Transaction ID: {=data.Transaction_ID}

Christian_Adams · July 21, 2021, 1:46pm

Awesome! Thanks Scott! I'll give that a go

Christian_Adams · July 21, 2021, 4:08pm

So if I wanted to combine urlload, extractregex, and fromJSON, would the syntax look like this?

{urlload: https://xyz.co/index/payment#/query/PBhUZMBTumlTxQI1Ga0C7qQuvaB; done=res -> {data=fromJSON("{\"Transaction_ID\": =extractregex(res, "\d{16}"))}")}}

for JSON example like:
{
"Transaction_ID":"1234567890123456"
}

scott · July 22, 2021, 12:12pm

No, most likely it would look something like this:

{urlload: https://xyz.co/index/payment#/query/PBhUZMBTumlTxQI1Ga0C7qQuvaB; done=res -> ["data"=fromJSON(res)]}

Transaction ID: {=data.Transaction_ID}

If your URL is returning JSON structured data, you won't need extractRegex.

Christian_Adams · July 22, 2021, 4:25pm

Thanks Scott! I'm continuing to dig into this more and I'm finding out that this could get a bit more complex since there's a layer of XML on top of the JSON. My thoughts are to use the {site} function to load in the XML and then use the fromJSON function to pull the data underneath the XML. Think I'm taking a good approach here? It's using Angular as a framework so it's a bit more complex than we first anticipated.
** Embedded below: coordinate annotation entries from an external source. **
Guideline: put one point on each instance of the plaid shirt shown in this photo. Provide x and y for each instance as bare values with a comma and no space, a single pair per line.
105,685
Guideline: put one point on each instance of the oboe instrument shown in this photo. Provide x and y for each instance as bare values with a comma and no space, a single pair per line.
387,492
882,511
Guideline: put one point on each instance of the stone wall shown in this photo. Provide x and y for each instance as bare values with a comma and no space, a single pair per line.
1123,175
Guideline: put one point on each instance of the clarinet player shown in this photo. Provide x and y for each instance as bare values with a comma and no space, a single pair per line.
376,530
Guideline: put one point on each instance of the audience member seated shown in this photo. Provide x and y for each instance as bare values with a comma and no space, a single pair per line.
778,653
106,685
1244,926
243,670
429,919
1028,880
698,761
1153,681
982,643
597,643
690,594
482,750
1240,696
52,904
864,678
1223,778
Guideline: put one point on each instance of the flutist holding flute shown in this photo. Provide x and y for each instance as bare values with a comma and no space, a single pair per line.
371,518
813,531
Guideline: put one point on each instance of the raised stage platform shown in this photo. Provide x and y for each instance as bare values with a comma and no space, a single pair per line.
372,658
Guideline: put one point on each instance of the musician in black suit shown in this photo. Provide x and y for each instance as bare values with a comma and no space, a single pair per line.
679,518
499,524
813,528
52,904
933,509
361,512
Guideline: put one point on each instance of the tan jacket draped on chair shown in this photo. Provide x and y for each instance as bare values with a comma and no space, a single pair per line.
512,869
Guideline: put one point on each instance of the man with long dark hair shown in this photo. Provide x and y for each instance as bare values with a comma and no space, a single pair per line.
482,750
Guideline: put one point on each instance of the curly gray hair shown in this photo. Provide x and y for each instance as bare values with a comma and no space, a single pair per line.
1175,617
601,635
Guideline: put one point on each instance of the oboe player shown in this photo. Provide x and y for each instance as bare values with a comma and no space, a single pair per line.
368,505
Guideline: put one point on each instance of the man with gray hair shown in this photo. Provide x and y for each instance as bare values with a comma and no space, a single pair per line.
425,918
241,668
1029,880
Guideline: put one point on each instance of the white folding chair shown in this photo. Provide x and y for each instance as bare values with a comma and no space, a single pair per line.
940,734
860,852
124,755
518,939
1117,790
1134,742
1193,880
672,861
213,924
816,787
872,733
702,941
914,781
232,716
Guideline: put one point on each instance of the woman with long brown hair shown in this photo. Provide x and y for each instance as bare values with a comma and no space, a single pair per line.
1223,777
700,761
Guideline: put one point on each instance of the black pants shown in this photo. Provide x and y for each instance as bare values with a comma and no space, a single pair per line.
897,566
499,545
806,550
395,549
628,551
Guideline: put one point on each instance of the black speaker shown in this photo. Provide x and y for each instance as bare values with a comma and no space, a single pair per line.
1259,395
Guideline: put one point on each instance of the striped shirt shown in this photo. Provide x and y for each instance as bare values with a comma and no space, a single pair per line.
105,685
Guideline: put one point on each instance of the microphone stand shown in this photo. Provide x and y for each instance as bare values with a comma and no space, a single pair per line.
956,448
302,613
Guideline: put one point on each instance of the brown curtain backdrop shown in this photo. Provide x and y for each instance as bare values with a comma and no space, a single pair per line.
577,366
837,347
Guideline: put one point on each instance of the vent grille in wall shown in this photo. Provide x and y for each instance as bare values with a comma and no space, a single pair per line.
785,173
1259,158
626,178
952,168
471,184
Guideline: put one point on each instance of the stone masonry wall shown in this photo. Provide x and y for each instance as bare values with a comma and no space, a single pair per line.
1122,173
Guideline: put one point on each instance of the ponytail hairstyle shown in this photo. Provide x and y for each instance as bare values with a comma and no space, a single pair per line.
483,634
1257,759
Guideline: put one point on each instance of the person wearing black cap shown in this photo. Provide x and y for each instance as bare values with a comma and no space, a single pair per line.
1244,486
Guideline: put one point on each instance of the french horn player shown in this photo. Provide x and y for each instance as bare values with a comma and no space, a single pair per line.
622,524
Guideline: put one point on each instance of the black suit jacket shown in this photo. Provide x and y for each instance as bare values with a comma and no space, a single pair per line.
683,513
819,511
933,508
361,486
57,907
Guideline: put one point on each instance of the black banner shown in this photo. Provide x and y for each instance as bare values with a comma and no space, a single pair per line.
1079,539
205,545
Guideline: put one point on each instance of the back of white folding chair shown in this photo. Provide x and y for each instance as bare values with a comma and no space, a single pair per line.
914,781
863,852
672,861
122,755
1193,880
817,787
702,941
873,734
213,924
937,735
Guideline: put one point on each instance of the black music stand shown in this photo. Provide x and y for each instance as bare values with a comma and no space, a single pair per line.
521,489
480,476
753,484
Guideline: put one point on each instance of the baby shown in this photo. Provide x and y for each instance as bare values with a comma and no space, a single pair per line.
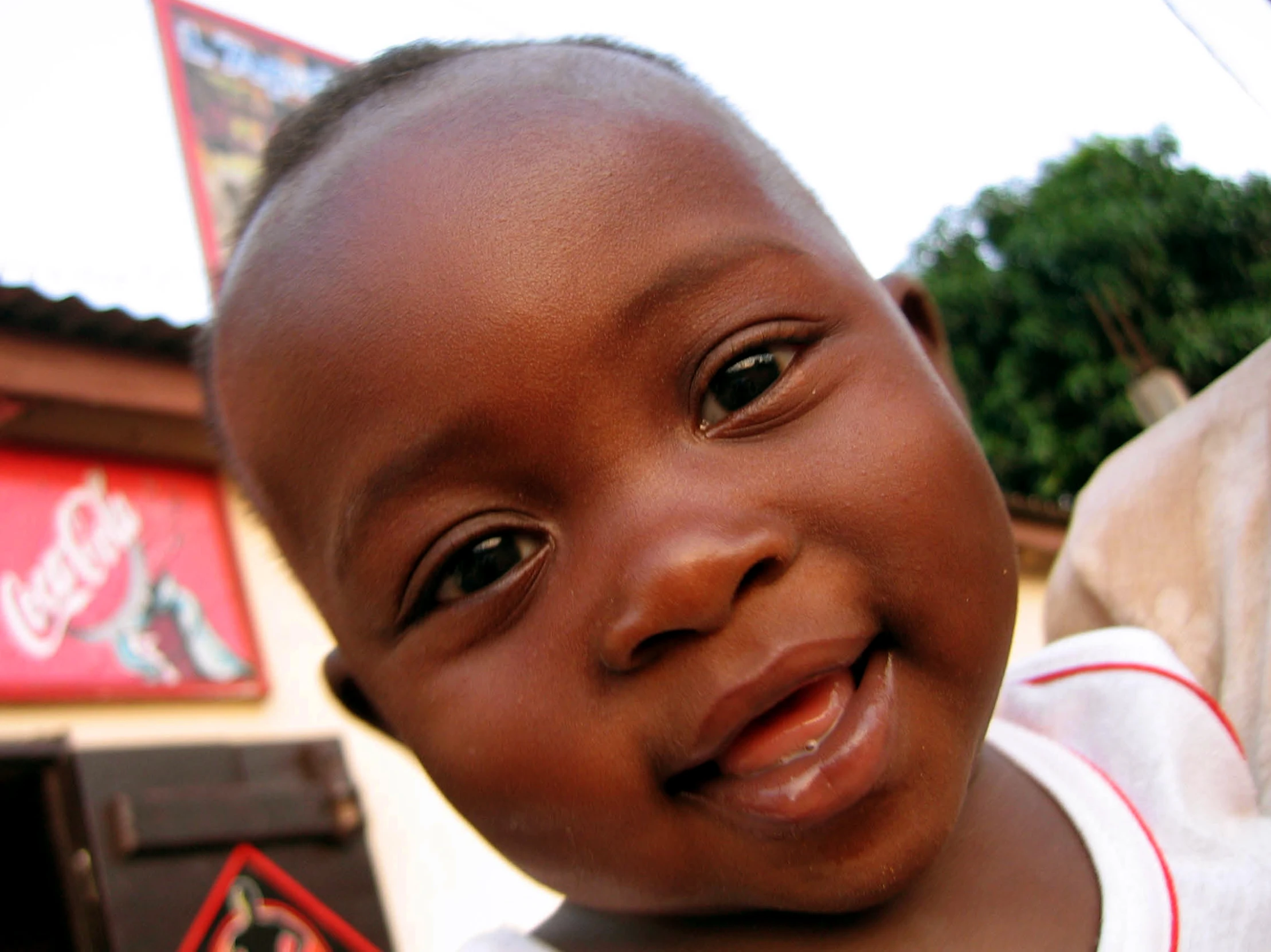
652,524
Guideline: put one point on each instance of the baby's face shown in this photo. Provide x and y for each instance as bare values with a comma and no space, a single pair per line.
633,503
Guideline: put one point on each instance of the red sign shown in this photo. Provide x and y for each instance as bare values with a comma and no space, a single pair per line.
255,904
118,581
232,84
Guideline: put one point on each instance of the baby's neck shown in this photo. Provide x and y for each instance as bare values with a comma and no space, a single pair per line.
1014,875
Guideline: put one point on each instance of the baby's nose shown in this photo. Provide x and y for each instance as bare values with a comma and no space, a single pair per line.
687,582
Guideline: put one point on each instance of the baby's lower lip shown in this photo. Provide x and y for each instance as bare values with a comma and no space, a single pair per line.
787,773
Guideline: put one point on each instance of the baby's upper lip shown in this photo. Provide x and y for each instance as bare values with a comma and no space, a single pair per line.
737,704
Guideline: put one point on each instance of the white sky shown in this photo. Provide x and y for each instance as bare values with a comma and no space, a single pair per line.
890,111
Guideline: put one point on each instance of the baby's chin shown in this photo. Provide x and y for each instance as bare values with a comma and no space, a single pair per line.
843,891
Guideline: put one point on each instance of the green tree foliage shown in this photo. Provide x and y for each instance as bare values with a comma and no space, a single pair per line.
1117,226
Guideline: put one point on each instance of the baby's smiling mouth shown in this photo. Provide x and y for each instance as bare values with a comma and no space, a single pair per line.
811,754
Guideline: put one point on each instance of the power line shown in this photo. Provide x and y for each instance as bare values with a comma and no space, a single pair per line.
1215,56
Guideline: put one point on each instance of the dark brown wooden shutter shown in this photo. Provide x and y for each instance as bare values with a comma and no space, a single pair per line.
162,821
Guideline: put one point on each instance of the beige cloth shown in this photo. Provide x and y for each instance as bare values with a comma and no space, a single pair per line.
1174,533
scott · July 23, 2021, 7:50am

Unfortunately, the {site} command can only read contents from the page your are currently on. It can't be used to parse the response of the {urlload}.

So your URL returns XML that embeds JSON, there are two approaches you might take.

Try to extract the xml embedded json field values directly. So a single "extractregex()" call.
Use a "extractregex()" to get the JSON from the XML, then use "fromJSON()" to parse it.

If you have only a single field you are interested, I would suggest (1).

If there are many fields on the JSON object you need, then I would suggest (2).